Sunday, August 28, 2016

Who is closing comment sections?

[Back posting on the blog after a summer hiatus.]

There has been news coverage lately of news outlets ending their online comments, most notably NPR. The Quad-City (Ill.) Times also ended its online comments in August. Some of the best commentary on these changes was from readers themselves (of the Guardian). Salon also write a useful article.

Both the Times and NPR note that their organizations and individual journalists are on Twitter and Facebook, and the paper still publishes letters to the editor.

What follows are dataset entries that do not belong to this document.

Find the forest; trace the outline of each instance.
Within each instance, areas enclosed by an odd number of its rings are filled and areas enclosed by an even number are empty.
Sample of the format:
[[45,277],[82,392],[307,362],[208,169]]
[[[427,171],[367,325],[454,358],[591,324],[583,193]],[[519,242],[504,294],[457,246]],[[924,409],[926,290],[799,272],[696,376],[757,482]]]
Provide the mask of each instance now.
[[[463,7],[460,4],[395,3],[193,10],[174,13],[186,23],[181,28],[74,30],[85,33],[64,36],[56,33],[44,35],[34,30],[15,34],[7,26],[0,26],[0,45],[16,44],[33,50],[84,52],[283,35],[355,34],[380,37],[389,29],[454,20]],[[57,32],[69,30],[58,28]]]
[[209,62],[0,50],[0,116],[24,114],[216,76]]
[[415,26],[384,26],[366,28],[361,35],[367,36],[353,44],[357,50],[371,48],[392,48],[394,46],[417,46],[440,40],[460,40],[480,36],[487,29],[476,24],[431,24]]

The editor of the Quad-City Times, Autumn Phillips, wrote:
I’m not breaking any ground here. By shutting off online comments, the Quad-City Times joins a long line of media companies doing the same. This past October, Wired magazine published an article, “A Brief History of the End of the Comments.” The first domino, they wrote, was probably Popular Science magazine in 2014, followed by CNN and the Chicago Sun-Times that same year, citing concerns over “quality.” National Public Radio is ending comments later this month. 
This is all true, but I am skeptical that these changes are "the first domino."


Klint Finley's Wired article last year recounted the publications that have ended comments, including those listed by Phillips.

However, a quick review of the top 100 media outlets finds only six that do not allow comments. The list is taken from the top media outlets as determined by BurrellesLuce in 2014. The New York Post, New York Daily News, Chicago Sun-Times, Investor's Business Daily, Boston Herald and Chattanooga Times Free Press do not allow comments. Nearly all the 100 outlets do not allow anonymous comments. Most encourage Facebook comments.

So there are a lot of dominoes yet to fall, and I think the creative energy is in the other direction - toward finding ways to allow the audience to comment and discuss in more controlled environments. These ways will probably include developments from efforts such as the Coral Project and Civil Comments to develop efficient automated content moderation to keep trolls at bay.